Funny Contemporary Fiction

“Jason, it’s late, hun. Come to bed.”

“I will sweetheart. I’m just leaving a Trip Advisor review on the restaurant we were at tonight.”

“Really, babe? Leave it, please. Is it worth the hassle?”

“Did you like the meal or the experience, Kris?”

“You already know my opinion.”

“I’m nearly done, go back to sleep.”

“I’m awake, now, so read me your review. How many stars are you giving it?”

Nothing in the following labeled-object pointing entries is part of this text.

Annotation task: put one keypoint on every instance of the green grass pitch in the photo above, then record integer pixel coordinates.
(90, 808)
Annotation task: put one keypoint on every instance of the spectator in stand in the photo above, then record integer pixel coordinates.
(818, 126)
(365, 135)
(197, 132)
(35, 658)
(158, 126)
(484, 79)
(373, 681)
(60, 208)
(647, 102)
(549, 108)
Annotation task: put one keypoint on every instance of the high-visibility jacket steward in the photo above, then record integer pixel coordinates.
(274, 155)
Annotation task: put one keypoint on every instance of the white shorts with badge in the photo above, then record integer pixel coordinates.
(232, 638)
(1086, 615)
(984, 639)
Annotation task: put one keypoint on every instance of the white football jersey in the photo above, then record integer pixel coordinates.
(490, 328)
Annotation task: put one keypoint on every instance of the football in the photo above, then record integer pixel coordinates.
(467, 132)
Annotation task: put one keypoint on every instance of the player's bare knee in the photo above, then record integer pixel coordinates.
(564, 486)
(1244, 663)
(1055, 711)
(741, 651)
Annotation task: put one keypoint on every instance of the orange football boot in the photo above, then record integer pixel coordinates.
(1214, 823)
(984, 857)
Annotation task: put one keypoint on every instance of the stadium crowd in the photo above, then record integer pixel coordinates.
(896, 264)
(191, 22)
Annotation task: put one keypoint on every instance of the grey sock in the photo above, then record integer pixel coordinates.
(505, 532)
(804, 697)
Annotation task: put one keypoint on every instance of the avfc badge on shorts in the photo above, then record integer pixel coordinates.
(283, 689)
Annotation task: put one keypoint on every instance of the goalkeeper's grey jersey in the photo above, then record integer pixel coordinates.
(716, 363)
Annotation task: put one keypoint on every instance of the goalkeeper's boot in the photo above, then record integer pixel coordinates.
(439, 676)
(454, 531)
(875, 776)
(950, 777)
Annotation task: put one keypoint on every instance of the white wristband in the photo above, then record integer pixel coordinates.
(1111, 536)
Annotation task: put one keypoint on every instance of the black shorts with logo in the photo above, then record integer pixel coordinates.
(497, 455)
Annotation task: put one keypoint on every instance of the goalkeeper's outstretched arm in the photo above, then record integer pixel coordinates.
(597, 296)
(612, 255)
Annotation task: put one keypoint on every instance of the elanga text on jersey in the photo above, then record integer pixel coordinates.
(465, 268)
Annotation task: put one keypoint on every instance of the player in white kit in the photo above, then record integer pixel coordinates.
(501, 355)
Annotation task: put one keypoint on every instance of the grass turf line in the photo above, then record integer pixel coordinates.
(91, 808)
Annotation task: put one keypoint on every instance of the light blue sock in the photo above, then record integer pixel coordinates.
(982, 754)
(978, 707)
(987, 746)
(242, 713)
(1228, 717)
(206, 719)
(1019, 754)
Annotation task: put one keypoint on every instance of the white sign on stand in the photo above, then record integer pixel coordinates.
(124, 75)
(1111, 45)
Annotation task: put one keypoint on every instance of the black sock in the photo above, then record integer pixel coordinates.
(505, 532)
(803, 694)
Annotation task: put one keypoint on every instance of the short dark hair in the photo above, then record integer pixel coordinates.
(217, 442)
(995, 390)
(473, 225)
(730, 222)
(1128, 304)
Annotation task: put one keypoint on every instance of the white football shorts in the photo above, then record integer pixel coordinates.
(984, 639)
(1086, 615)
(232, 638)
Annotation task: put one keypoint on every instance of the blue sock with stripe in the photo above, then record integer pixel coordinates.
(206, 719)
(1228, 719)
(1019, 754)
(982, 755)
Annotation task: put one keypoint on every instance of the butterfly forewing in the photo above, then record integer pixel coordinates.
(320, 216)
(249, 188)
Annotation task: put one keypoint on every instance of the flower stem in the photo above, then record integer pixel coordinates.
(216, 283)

“None, zero, zilch. I only wish you could give negative stars.”

“Like negative zero?”

“There’s no such thing as negative zero.”

“Then give them a zero. It will be just as effective.”

“Maybe, I’ll leave them ten zero reviews.”

“Jason, that’s silly. What do you get when you multiply zero by ten? You get…?”

“Ten zeros!”

“Do you have time to write ten reviews? Yep, thought not.”

“Maybe, I’ll post the same review ten times.”

“You’re being pathetic.”

“Well, I was upset at the way they treated us, when I refused to pay the bill.”

“Calling the manager, a sorry excuse for a sandwich didn’t help. What does that even mean, anyway?”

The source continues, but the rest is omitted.